This project includes utilities that can assist the development of a robot's kinematic model.
This toolkit is currently capable of performing the multiple functions. The feature set in this toolkit will continue to expand with time. Current features include:
- Forward & Differential Kinematics expression compilation
- Visual robot rendering
- Kinematic chain support
Future features include:
- Inverse dynamics expression compilation
- Robot dynamics simulation
- Kinematic tree support
- Unit tests
Given a robot specification using Denavit-Hartenberg parameters, a robot's joint positions can be mathematically related to the pose of the robot's end effector. This toolkit exposes the Denavit-Hartenberg parameter technique using Transforms:
Transform(θ, d, a, α, joint_type)
θ : Angle about previous z, from old x to new x
d : Offset along previous z to the common normal
a : Length of the common normal
Assuming a revolute joint, this is the radius about previous z
α : Angle about common normal, from old z axis to new z axis
Joint Types:
Static : No actuated joint, transform is static
Prismatic : The transform 'd' parameter is set in accordance to the joint's value
Revolute : The transform 'θ' patameter is set in accordance to the joint's value
Note that the right hand rule for specifying axis orientation is always used.
A robotic manipulator is specified by creating a list of transforms, thus creating a kinematic chain. See example.cpp for a sample of how to create a robot manipulator. See example_out.cpp to view the output of the compilation executed in the example program.
This toolkit provides support for realizing a robot's forward kinematics and differential kinematics.
In tests on my machine, the compiled forward kinematics calculations execute 359.3x faster than forward kinematics applied by sequentially multiplying frame transforms for a simple 3-link RRR manipulator. This test was executed by running 100k forwards kinematics requests using both methods. The compiled method calculated all 100k requests in 0.06806 seconds, whereas the frame transform approach calculated all requests in 24.4526 seconds.

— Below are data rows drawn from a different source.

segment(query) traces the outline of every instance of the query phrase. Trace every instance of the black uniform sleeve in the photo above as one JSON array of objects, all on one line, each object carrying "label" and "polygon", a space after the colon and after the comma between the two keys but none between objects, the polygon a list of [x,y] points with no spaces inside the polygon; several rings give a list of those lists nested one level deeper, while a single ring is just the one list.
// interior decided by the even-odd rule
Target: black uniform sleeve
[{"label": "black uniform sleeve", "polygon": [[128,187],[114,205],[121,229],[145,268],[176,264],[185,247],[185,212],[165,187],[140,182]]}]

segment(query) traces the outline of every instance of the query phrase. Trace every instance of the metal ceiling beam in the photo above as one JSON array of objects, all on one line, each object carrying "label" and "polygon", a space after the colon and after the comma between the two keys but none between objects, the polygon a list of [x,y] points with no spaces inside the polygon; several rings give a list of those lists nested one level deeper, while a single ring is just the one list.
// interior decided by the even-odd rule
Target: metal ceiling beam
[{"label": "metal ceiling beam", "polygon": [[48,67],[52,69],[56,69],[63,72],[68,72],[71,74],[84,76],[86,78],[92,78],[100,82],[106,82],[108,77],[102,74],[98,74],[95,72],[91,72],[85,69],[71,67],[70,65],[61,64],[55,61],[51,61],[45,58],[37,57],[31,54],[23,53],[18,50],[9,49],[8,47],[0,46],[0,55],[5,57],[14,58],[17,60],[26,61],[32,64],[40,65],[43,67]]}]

A simple renderer is used to show a visual representation of the kinematic chain. This is intended to assist in specifying the transforms that compose the robot geometry.
This shows a sample rendering of a robot with 6 revolute joints, each joint rotating at constant velocity in the same direction.
Symbolic C++ is copied directly into this repository. I have not modified nor contributed to the library, therefore all credit for Symbolic C++ goes to its developers. Symbolic C++ is used to symbolically compute the differential and forward kinematics prior to compilation.
SDL 2.0 is required to render the arm model visually.